2013年8月27日火曜日

保守であれ,革新であれ

 最近,色々な組織が伸び悩み,「革新」 の時だと言われています.その槍玉にあがるのが,「保守」的な立場での振る舞い.「保守」 というと,悪いイメージが浮かびますが,【岩波書店 広辞苑第五版】で調べてみると,「旧来の風習・伝統を重んじ、それを保存しようとすること。」 という意味の他に,「たもちまもること。正常な状態などを維持すること。」 とあります.守ろうとしている対象が正しいものであれば,「保守」 という振る舞いは,決して悪いことではないのです.

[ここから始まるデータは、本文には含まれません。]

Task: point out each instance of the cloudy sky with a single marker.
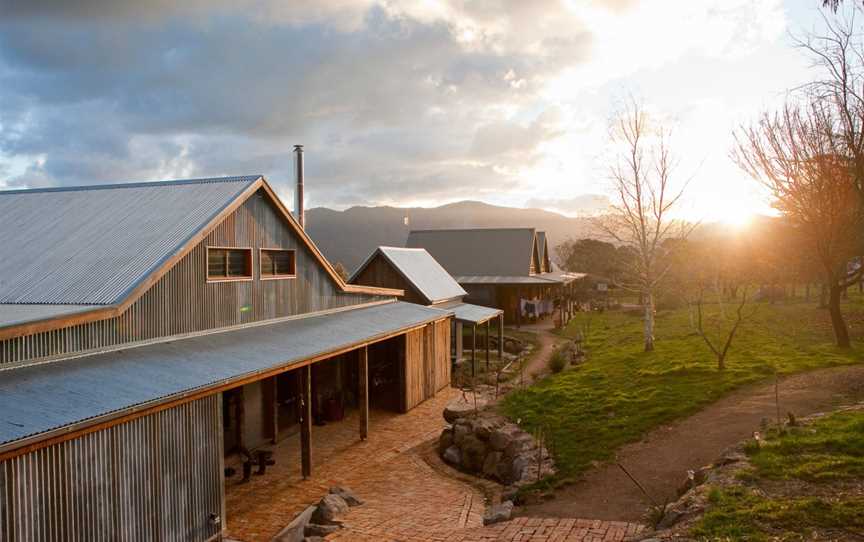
(407, 103)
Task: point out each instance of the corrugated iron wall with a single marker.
(156, 478)
(183, 302)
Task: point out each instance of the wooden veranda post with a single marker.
(488, 323)
(364, 393)
(501, 336)
(306, 420)
(473, 349)
(518, 308)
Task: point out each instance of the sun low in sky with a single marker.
(400, 103)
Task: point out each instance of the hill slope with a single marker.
(349, 236)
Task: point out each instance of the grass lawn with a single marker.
(620, 393)
(824, 455)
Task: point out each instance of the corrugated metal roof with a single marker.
(94, 244)
(562, 276)
(419, 268)
(543, 279)
(45, 397)
(474, 314)
(480, 251)
(13, 315)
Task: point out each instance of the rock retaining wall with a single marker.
(489, 446)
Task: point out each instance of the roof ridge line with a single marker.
(134, 184)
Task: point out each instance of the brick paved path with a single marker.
(405, 498)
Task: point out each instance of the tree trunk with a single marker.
(841, 334)
(649, 321)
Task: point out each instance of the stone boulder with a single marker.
(453, 456)
(498, 513)
(313, 529)
(328, 509)
(491, 464)
(460, 433)
(347, 495)
(488, 445)
(296, 530)
(501, 437)
(473, 453)
(461, 408)
(483, 428)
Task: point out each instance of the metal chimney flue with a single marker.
(299, 212)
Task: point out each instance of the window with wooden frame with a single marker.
(229, 263)
(278, 263)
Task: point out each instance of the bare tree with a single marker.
(794, 154)
(639, 219)
(721, 349)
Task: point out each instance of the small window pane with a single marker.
(216, 263)
(228, 263)
(277, 263)
(237, 263)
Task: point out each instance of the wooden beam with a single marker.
(306, 421)
(487, 344)
(473, 349)
(271, 408)
(518, 308)
(363, 360)
(501, 336)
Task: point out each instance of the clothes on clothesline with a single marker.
(536, 308)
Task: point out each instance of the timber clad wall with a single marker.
(183, 302)
(427, 362)
(156, 478)
(381, 273)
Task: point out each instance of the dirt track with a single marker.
(660, 461)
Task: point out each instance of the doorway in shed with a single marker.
(387, 374)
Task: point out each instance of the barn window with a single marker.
(278, 263)
(225, 263)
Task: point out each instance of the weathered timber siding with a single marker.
(182, 301)
(427, 362)
(442, 355)
(381, 273)
(156, 478)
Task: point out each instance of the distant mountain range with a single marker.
(349, 236)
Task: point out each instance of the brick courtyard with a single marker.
(405, 498)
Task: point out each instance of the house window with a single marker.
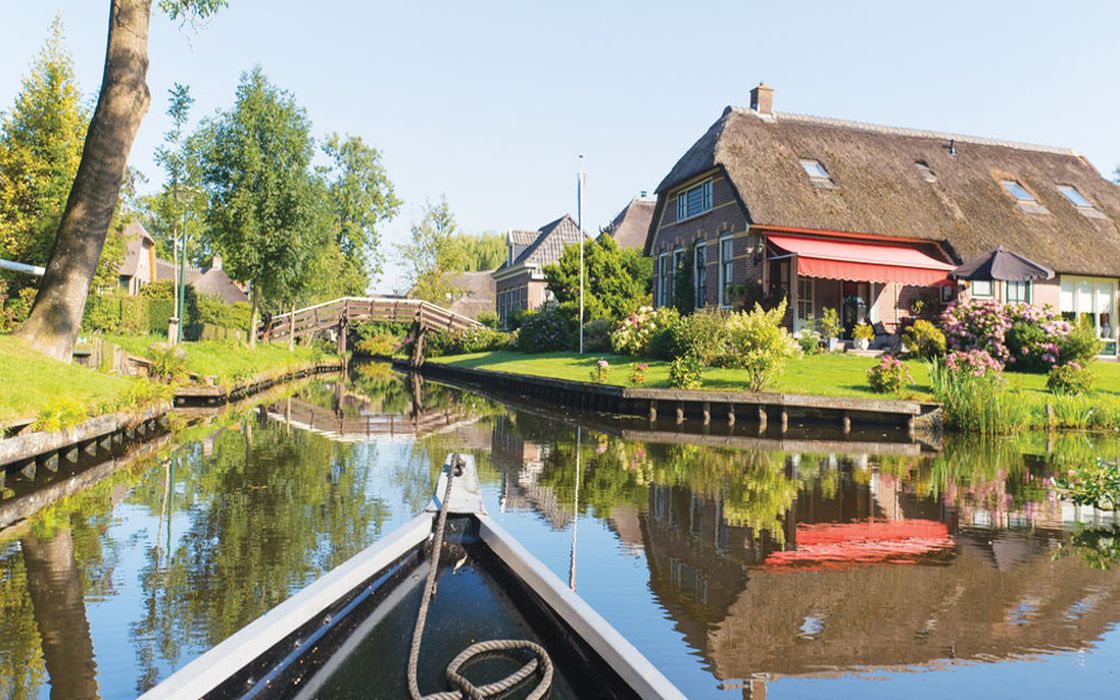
(1074, 196)
(662, 279)
(726, 277)
(700, 273)
(1017, 292)
(806, 291)
(693, 201)
(817, 173)
(1091, 300)
(1017, 190)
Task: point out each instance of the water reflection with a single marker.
(767, 560)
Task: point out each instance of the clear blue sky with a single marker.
(492, 102)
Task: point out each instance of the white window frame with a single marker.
(726, 264)
(706, 201)
(700, 273)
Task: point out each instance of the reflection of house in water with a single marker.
(521, 463)
(983, 595)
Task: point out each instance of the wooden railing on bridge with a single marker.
(339, 313)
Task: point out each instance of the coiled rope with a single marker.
(477, 651)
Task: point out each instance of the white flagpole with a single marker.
(579, 222)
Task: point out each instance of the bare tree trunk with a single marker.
(56, 316)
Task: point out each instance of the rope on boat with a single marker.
(479, 650)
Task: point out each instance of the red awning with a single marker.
(864, 261)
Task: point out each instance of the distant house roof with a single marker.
(632, 225)
(136, 235)
(544, 245)
(915, 184)
(216, 282)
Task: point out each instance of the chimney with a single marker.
(762, 99)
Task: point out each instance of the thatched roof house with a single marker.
(632, 225)
(520, 281)
(757, 174)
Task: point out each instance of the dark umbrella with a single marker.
(1004, 266)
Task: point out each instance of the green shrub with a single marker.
(544, 330)
(924, 339)
(889, 376)
(634, 334)
(761, 344)
(686, 372)
(703, 334)
(1070, 379)
(597, 336)
(1081, 345)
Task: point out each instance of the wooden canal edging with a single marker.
(706, 406)
(198, 394)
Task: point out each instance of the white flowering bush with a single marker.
(635, 333)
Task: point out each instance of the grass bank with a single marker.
(34, 384)
(226, 361)
(836, 375)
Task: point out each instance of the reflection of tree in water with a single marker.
(272, 512)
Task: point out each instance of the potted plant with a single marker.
(830, 327)
(864, 335)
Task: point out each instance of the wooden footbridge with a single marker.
(339, 314)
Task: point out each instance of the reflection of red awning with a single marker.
(862, 261)
(875, 541)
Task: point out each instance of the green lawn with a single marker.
(31, 382)
(826, 374)
(227, 361)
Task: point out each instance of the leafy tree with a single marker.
(266, 206)
(360, 196)
(431, 252)
(122, 102)
(610, 288)
(40, 146)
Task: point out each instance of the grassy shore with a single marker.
(832, 375)
(227, 361)
(33, 382)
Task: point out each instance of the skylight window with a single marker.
(814, 169)
(1017, 190)
(1074, 196)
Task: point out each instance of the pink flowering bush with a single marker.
(974, 363)
(890, 375)
(1018, 335)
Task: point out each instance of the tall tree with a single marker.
(360, 197)
(40, 146)
(266, 204)
(122, 102)
(613, 286)
(430, 253)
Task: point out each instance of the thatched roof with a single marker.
(879, 188)
(547, 244)
(631, 226)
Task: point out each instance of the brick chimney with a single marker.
(762, 99)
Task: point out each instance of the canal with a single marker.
(743, 568)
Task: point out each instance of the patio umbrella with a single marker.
(1004, 266)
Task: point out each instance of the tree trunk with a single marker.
(254, 298)
(56, 316)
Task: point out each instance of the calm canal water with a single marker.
(742, 568)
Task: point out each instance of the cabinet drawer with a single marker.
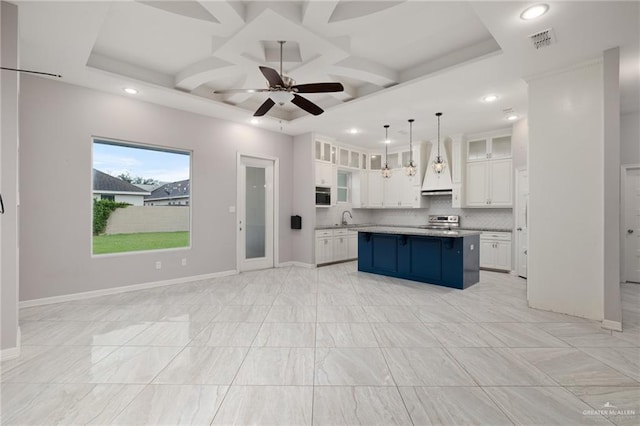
(496, 236)
(324, 233)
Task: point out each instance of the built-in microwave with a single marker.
(323, 196)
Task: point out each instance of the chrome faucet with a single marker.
(344, 221)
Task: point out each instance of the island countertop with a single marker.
(407, 230)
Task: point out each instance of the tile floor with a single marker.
(328, 346)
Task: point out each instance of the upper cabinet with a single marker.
(489, 172)
(495, 147)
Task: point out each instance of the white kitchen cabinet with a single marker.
(335, 245)
(494, 147)
(323, 174)
(495, 250)
(324, 247)
(489, 183)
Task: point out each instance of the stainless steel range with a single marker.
(451, 222)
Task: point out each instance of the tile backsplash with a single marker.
(469, 218)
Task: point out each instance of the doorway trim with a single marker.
(624, 169)
(276, 204)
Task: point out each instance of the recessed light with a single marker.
(534, 11)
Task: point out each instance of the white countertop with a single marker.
(407, 230)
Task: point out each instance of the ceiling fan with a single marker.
(283, 88)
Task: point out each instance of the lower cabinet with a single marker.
(336, 246)
(495, 250)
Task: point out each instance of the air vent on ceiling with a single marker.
(542, 38)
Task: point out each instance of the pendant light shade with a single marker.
(439, 164)
(386, 171)
(411, 168)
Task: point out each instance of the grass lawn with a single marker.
(119, 243)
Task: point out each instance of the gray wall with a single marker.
(57, 122)
(9, 182)
(630, 138)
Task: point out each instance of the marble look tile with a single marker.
(440, 313)
(520, 335)
(621, 404)
(227, 334)
(390, 314)
(341, 314)
(542, 406)
(277, 366)
(625, 360)
(404, 335)
(203, 366)
(167, 334)
(173, 404)
(345, 335)
(286, 334)
(127, 364)
(246, 313)
(290, 313)
(499, 367)
(362, 405)
(266, 405)
(451, 406)
(55, 363)
(463, 335)
(295, 299)
(338, 299)
(571, 367)
(584, 335)
(425, 367)
(351, 366)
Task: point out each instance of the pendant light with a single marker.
(439, 164)
(386, 171)
(410, 170)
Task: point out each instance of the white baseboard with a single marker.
(123, 289)
(612, 325)
(294, 263)
(11, 353)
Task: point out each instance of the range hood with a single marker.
(437, 183)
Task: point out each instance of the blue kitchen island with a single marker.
(447, 258)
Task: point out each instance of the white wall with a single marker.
(630, 138)
(57, 122)
(9, 274)
(566, 260)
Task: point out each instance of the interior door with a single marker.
(632, 225)
(522, 231)
(255, 213)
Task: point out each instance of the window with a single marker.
(344, 187)
(141, 196)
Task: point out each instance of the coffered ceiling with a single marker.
(396, 59)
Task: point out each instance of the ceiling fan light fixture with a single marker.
(281, 97)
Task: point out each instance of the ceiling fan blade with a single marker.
(306, 105)
(264, 108)
(272, 76)
(225, 91)
(318, 87)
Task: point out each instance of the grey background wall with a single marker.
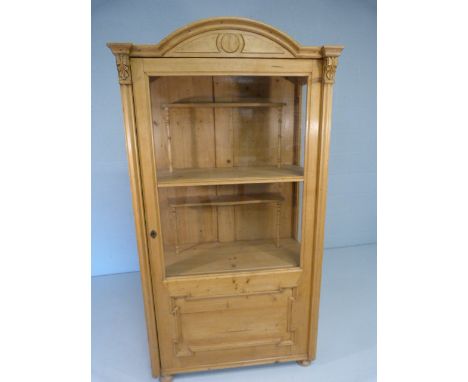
(351, 209)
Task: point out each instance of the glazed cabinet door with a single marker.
(228, 183)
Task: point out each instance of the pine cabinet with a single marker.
(227, 125)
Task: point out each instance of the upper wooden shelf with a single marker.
(223, 104)
(230, 175)
(226, 200)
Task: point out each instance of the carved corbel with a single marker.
(330, 62)
(122, 58)
(329, 69)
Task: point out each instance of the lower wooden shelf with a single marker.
(248, 255)
(229, 175)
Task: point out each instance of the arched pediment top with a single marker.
(229, 37)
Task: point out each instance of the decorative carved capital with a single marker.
(329, 69)
(123, 68)
(122, 57)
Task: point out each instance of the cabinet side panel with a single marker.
(137, 200)
(324, 115)
(151, 207)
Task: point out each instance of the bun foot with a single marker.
(304, 362)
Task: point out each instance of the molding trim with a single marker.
(228, 37)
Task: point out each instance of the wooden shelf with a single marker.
(232, 257)
(230, 175)
(223, 104)
(226, 200)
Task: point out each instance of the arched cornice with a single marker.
(228, 37)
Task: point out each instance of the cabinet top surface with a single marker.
(227, 37)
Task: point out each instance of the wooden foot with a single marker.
(304, 362)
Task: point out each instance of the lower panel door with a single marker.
(234, 319)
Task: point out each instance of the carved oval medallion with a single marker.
(230, 42)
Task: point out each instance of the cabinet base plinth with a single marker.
(304, 363)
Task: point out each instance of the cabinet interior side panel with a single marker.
(192, 130)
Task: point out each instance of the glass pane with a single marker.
(229, 171)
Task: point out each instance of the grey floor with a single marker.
(347, 328)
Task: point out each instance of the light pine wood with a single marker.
(235, 256)
(229, 175)
(128, 108)
(226, 200)
(183, 105)
(213, 123)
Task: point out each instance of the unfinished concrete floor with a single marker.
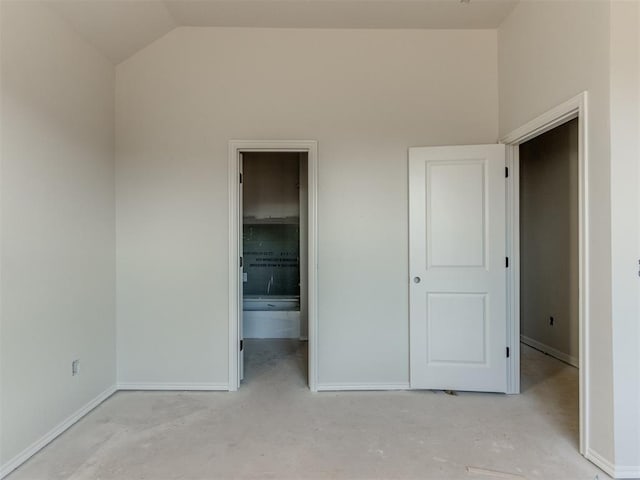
(275, 428)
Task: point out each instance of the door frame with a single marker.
(576, 107)
(236, 147)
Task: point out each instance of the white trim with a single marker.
(554, 352)
(235, 148)
(337, 387)
(605, 465)
(573, 108)
(614, 471)
(513, 273)
(42, 442)
(213, 387)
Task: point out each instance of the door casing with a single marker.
(576, 107)
(236, 147)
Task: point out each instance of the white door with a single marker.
(241, 282)
(457, 266)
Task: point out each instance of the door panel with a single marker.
(457, 267)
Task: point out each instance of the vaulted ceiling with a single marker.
(119, 28)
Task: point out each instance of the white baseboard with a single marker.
(36, 446)
(175, 386)
(550, 351)
(337, 387)
(605, 465)
(614, 471)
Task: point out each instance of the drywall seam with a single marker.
(39, 444)
(175, 386)
(571, 360)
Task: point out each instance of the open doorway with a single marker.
(549, 272)
(274, 274)
(281, 310)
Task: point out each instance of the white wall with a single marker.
(57, 253)
(549, 52)
(625, 231)
(549, 242)
(366, 96)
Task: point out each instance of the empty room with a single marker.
(319, 239)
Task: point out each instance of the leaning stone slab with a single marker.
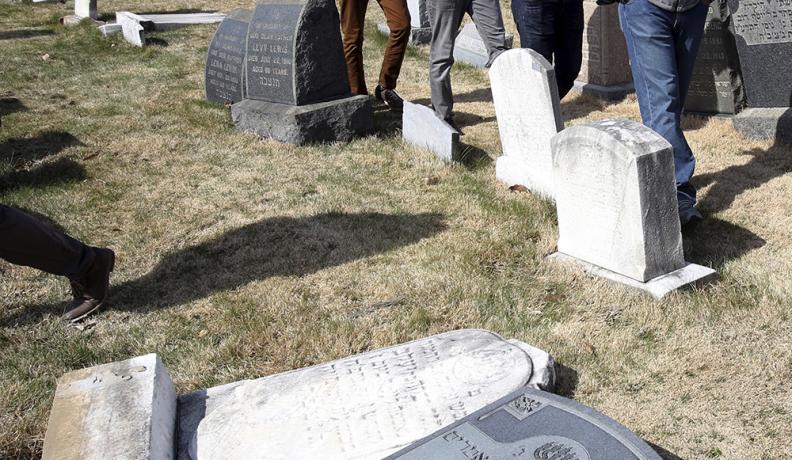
(337, 120)
(120, 410)
(365, 406)
(616, 200)
(531, 424)
(525, 94)
(422, 128)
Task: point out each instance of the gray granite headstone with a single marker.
(764, 43)
(225, 61)
(716, 84)
(531, 424)
(295, 55)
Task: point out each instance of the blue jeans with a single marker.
(554, 29)
(662, 46)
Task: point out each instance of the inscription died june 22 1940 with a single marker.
(764, 22)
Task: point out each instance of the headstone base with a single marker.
(689, 275)
(515, 171)
(612, 93)
(422, 128)
(765, 123)
(339, 120)
(418, 35)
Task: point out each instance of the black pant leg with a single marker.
(24, 240)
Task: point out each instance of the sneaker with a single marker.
(390, 98)
(91, 290)
(688, 214)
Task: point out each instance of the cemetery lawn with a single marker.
(240, 257)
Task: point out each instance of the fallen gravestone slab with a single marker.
(125, 409)
(225, 60)
(297, 87)
(363, 407)
(525, 94)
(617, 207)
(422, 128)
(531, 424)
(470, 49)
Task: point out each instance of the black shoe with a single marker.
(688, 214)
(90, 291)
(390, 98)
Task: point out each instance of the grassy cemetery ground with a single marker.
(240, 257)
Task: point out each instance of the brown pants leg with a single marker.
(353, 14)
(398, 17)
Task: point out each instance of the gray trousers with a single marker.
(446, 17)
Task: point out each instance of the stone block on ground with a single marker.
(422, 128)
(525, 95)
(365, 406)
(122, 410)
(531, 424)
(337, 120)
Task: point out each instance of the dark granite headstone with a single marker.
(225, 61)
(531, 424)
(716, 84)
(295, 55)
(764, 43)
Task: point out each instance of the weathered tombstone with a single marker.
(716, 84)
(125, 409)
(525, 95)
(605, 70)
(421, 28)
(365, 406)
(531, 424)
(297, 87)
(225, 60)
(422, 128)
(617, 207)
(764, 44)
(470, 49)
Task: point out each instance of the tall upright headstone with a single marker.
(716, 84)
(225, 60)
(605, 70)
(421, 28)
(525, 95)
(764, 43)
(617, 207)
(297, 87)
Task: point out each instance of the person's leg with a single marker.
(569, 44)
(24, 240)
(446, 17)
(398, 17)
(688, 32)
(353, 14)
(488, 18)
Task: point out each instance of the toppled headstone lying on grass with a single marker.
(617, 207)
(531, 424)
(297, 86)
(525, 95)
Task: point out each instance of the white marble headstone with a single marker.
(616, 199)
(525, 95)
(362, 407)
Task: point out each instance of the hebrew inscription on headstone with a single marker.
(225, 61)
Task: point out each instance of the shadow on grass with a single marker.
(281, 246)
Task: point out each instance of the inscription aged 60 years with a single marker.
(270, 63)
(763, 22)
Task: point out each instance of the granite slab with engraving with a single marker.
(617, 206)
(225, 60)
(530, 424)
(763, 30)
(716, 84)
(361, 407)
(525, 94)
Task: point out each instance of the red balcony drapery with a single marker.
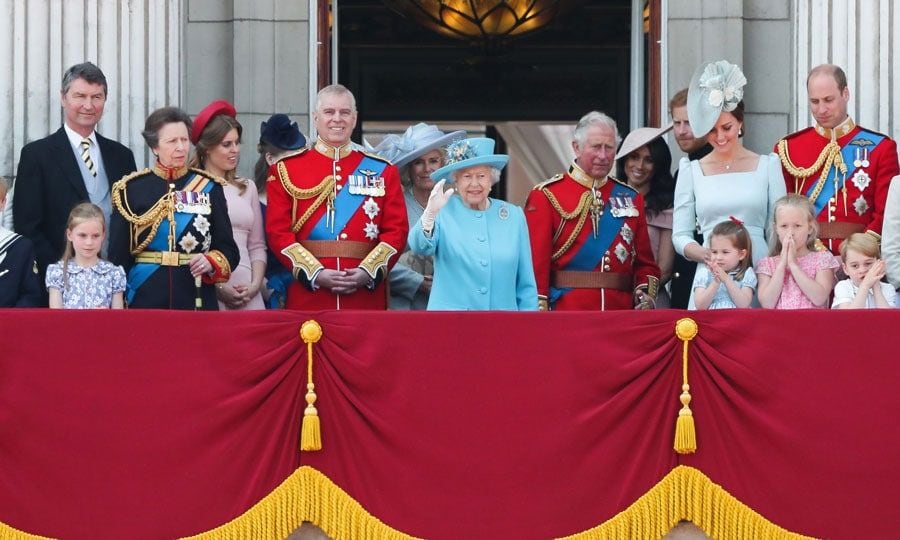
(443, 425)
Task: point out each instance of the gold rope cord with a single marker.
(580, 211)
(153, 217)
(322, 192)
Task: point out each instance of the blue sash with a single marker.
(346, 204)
(140, 272)
(592, 250)
(848, 152)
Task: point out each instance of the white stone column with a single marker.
(137, 44)
(856, 35)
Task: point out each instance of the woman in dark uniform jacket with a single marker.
(170, 228)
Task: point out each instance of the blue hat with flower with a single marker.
(469, 153)
(280, 132)
(416, 141)
(715, 87)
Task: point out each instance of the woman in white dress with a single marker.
(730, 181)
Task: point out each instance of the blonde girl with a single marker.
(727, 280)
(795, 275)
(863, 288)
(82, 280)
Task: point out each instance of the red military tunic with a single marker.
(301, 189)
(560, 222)
(861, 206)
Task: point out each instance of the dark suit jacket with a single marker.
(49, 184)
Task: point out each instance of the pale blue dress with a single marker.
(708, 200)
(482, 259)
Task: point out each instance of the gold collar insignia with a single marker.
(333, 152)
(169, 173)
(583, 178)
(835, 133)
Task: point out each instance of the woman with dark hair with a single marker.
(170, 229)
(644, 161)
(216, 135)
(278, 138)
(731, 181)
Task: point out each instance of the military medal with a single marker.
(861, 180)
(627, 233)
(621, 253)
(192, 202)
(860, 205)
(370, 207)
(596, 212)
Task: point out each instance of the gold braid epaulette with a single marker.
(581, 212)
(206, 174)
(153, 217)
(321, 192)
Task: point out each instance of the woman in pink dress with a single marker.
(216, 135)
(645, 163)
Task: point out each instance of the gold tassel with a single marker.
(685, 434)
(310, 430)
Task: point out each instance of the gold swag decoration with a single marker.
(685, 433)
(688, 494)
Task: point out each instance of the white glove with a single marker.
(437, 200)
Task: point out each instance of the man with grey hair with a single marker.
(73, 165)
(336, 215)
(589, 241)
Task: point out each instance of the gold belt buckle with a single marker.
(169, 258)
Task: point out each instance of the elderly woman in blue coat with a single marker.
(482, 256)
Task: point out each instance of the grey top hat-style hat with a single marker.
(715, 87)
(640, 137)
(417, 140)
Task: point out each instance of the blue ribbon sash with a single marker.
(140, 272)
(592, 250)
(346, 204)
(848, 152)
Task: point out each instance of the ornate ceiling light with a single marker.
(481, 20)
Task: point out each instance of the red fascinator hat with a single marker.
(220, 106)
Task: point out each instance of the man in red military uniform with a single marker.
(843, 168)
(336, 215)
(588, 231)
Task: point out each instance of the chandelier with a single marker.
(481, 20)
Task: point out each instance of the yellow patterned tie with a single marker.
(86, 156)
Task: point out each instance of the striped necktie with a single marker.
(86, 156)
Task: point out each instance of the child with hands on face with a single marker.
(863, 288)
(795, 276)
(727, 280)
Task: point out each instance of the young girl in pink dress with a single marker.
(795, 275)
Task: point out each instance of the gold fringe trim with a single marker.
(687, 494)
(11, 533)
(306, 495)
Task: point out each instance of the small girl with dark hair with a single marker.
(82, 280)
(727, 280)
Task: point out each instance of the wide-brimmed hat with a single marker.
(640, 137)
(469, 153)
(416, 141)
(715, 87)
(280, 132)
(217, 107)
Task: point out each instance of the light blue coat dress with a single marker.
(482, 259)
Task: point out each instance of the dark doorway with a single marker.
(401, 71)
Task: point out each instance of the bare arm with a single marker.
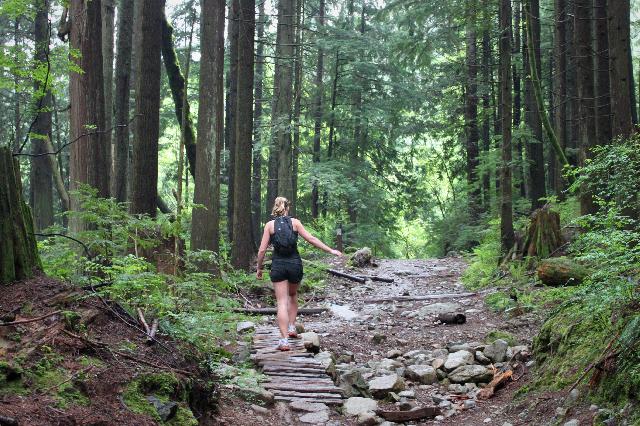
(314, 241)
(263, 247)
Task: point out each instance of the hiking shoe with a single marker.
(292, 332)
(283, 345)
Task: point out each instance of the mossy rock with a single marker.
(559, 271)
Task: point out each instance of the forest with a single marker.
(484, 153)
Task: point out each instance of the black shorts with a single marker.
(286, 270)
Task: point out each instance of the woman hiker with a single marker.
(286, 267)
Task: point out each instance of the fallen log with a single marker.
(351, 277)
(405, 416)
(452, 318)
(416, 298)
(498, 381)
(273, 311)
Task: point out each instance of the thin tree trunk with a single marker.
(317, 128)
(122, 95)
(242, 246)
(256, 186)
(506, 210)
(584, 46)
(535, 153)
(41, 173)
(147, 128)
(89, 162)
(210, 129)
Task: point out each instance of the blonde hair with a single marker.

 確かに,保守的と見られる人の中には,既得権を手放したくないので,変化を望まないという利己的な人もいるでしょう.このときの既得権が,組織に害を及ぼしているものであるならば,「革新」 によって,このような権利をはぎ取らなくてはいけない.

 しかし,最近の私の周辺では,「革新」 という名目で,何の落ち度もないのに,不当な対応をされる知人が増えてきているように感じています.リストラみたいなものでしょうか.自分がリストラされたら,どう思いますか? 悔しくて,情けないでしょうね.

 「革新」 を進めようとしている皆さん,皆さんが改革しようとしている組織という土台は,先輩方が活動という土を積みながら踏み固めてきたものです.皆さんが,その土台を愛おしんで利用しようとするならば,組織をより高い世界に導くでしょう.しかし,もし,あなたが,過去を踏みにじるような態度で土台に乗ろうとするならば,組織という土台は粉々に崩れ,多くの人が大切なものを失うことになるでしょう.